So ist es seit Urvater
Abraham: Gott schicke den Menschen fort, führe ihn weg vom väterlichen
Haus, in die Fremde: an jenen fremden Ort, den er prophezeie. Dieser
Gott mache den Menschen zu einem Nomaden des Glaubens, meint Martin
Buber. Deshalb fällt das Fremde immer wieder in neuer Form in
unsere noch so heimisch wirkenden Räume ein - als Elend, Schutzlosigkeit
und Armut oder als unüberwindliche Angst, als schreckliche Furcht
vor dem Unbekannten. Diesem elementaren Gefühl verleihen die
Psalmen ebenso Ausdruck wie die Dichter späterer Zeiten. Heidegger
schrieb dazu in seinem Hölderlin-Aufsatz "...dichterisch
wohnet der Mensch...": "Das dichtende Sagen der Bilder versammelt
Helle und Hall der Himmelserscheinungen in Eines mit dem Dunkel und
dem Schweigen des Fremden. Durch solche Anblicke befremdet der Gott.

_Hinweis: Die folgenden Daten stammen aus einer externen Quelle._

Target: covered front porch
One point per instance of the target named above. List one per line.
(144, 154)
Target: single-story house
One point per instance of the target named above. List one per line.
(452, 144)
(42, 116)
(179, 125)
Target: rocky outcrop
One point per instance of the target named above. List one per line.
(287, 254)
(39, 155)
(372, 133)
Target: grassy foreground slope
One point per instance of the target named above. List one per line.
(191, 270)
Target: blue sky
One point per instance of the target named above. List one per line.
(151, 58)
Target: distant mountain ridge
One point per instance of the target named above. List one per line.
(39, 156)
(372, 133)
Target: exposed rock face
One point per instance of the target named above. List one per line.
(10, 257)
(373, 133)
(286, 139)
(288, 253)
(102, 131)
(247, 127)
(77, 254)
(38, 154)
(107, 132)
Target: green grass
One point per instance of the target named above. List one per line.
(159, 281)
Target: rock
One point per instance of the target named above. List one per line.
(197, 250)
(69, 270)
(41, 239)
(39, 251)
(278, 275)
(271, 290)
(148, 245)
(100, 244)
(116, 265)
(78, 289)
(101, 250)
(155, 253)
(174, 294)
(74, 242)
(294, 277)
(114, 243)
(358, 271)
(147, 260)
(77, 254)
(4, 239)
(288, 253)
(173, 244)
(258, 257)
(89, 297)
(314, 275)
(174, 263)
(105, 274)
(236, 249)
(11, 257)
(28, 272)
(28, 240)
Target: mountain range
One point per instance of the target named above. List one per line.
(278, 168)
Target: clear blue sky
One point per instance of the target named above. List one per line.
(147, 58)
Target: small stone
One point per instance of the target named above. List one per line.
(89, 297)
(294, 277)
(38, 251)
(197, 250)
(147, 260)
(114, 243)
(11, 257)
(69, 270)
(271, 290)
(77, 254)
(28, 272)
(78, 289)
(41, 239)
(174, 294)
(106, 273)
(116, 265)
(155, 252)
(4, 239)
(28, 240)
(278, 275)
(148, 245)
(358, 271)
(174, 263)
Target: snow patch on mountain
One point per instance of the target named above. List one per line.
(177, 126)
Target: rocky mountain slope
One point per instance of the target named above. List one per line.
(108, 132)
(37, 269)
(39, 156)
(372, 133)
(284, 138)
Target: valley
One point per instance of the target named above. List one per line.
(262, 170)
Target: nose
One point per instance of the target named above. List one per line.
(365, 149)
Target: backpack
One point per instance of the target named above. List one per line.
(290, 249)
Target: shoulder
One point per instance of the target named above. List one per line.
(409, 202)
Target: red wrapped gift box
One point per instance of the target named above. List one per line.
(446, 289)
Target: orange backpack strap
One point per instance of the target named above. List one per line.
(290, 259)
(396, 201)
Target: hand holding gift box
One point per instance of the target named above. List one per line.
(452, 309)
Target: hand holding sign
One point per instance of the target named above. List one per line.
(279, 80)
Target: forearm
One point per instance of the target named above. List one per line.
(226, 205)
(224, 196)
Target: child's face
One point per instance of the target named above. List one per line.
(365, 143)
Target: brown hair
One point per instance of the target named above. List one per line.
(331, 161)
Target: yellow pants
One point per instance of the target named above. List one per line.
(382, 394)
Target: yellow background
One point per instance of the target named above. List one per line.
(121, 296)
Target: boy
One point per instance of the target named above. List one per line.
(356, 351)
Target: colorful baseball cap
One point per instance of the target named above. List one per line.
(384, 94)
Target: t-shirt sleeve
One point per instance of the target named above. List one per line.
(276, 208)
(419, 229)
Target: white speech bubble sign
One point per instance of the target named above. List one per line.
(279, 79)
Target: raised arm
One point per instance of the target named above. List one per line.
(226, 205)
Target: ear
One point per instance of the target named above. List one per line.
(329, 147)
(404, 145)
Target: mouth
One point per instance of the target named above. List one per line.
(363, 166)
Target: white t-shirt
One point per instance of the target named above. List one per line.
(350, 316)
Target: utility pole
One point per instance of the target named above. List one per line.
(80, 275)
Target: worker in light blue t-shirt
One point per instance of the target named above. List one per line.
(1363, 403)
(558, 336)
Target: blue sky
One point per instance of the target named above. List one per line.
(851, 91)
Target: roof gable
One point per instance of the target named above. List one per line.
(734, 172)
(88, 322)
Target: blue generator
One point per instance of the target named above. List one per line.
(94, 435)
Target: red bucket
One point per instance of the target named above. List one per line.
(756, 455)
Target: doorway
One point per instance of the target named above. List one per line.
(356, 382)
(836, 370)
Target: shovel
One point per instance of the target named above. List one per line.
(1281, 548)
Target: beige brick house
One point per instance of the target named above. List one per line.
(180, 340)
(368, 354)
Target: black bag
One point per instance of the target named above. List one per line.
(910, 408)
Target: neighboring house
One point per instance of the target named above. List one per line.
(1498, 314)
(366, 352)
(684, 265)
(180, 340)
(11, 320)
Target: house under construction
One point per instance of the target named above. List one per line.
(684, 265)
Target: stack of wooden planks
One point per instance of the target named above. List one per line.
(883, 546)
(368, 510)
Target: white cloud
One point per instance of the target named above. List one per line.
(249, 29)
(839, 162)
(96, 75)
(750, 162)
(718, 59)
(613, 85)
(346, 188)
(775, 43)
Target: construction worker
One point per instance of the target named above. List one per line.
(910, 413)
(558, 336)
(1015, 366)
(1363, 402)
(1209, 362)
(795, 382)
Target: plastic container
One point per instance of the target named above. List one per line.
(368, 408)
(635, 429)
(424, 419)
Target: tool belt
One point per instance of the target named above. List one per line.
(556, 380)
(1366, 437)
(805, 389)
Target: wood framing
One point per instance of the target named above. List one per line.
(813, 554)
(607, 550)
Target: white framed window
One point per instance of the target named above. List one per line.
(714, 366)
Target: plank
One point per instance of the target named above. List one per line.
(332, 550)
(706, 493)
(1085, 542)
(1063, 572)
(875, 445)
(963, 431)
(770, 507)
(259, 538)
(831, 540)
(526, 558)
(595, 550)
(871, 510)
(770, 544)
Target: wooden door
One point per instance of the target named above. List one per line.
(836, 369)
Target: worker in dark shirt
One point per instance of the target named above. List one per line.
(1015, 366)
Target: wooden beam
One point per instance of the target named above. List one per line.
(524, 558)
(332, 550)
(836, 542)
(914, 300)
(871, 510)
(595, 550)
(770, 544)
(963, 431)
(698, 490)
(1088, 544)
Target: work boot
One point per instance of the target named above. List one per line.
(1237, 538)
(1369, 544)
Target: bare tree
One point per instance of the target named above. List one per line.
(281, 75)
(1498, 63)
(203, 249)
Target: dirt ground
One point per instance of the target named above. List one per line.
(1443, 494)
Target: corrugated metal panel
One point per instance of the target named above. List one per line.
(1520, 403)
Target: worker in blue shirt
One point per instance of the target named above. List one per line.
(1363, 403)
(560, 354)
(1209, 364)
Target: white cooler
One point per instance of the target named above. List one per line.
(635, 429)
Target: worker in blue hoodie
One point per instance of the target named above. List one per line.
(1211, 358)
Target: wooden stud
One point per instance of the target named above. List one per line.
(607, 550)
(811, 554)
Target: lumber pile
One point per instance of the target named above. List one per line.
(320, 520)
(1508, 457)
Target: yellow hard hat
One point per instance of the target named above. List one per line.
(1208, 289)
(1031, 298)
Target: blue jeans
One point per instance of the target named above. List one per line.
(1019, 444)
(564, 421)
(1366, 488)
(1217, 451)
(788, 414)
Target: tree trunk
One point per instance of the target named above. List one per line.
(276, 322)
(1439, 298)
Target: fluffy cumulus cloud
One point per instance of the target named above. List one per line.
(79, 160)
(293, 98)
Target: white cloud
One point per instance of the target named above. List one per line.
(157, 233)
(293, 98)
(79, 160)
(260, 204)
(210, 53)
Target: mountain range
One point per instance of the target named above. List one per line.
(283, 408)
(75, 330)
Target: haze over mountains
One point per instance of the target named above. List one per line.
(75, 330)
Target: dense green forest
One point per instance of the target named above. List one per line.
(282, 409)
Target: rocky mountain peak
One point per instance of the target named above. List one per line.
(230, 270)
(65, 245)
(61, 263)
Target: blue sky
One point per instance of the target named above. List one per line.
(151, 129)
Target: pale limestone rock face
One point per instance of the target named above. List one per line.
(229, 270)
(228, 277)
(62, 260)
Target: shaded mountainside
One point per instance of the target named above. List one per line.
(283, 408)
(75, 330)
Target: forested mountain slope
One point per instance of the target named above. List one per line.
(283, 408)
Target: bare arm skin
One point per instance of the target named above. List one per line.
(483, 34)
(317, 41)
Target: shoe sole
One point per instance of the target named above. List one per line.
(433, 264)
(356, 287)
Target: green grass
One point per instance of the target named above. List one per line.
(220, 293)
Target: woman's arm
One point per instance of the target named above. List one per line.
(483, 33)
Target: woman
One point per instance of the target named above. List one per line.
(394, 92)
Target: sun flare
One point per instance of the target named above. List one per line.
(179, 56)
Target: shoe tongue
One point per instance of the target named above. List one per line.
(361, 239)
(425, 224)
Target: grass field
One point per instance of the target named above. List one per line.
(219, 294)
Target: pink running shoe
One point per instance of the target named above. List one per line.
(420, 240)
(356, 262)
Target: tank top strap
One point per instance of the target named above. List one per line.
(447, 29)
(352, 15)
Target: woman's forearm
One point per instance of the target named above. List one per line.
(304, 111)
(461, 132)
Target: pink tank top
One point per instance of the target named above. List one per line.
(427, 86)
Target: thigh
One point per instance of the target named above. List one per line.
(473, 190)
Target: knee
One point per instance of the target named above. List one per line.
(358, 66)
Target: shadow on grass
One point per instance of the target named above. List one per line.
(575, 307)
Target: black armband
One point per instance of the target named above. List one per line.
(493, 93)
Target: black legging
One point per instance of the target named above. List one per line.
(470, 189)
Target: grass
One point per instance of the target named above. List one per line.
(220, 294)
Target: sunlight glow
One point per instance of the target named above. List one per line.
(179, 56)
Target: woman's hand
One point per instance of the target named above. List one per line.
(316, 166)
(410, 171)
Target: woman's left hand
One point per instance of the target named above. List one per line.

In der Befremdung bekundet er seine unablässige Nähe."
Dem unbezwingbaren
und ununterbrochen erfahrenen Dunkel und Stummen der Fremdheit steht
eine Einladung gegenüber, eine, die zu Vollkommenheit, zur Ganzheit
von Raum und Zeit, zu unsagbarer Erkenntnis und Einswerdung "berechtigt".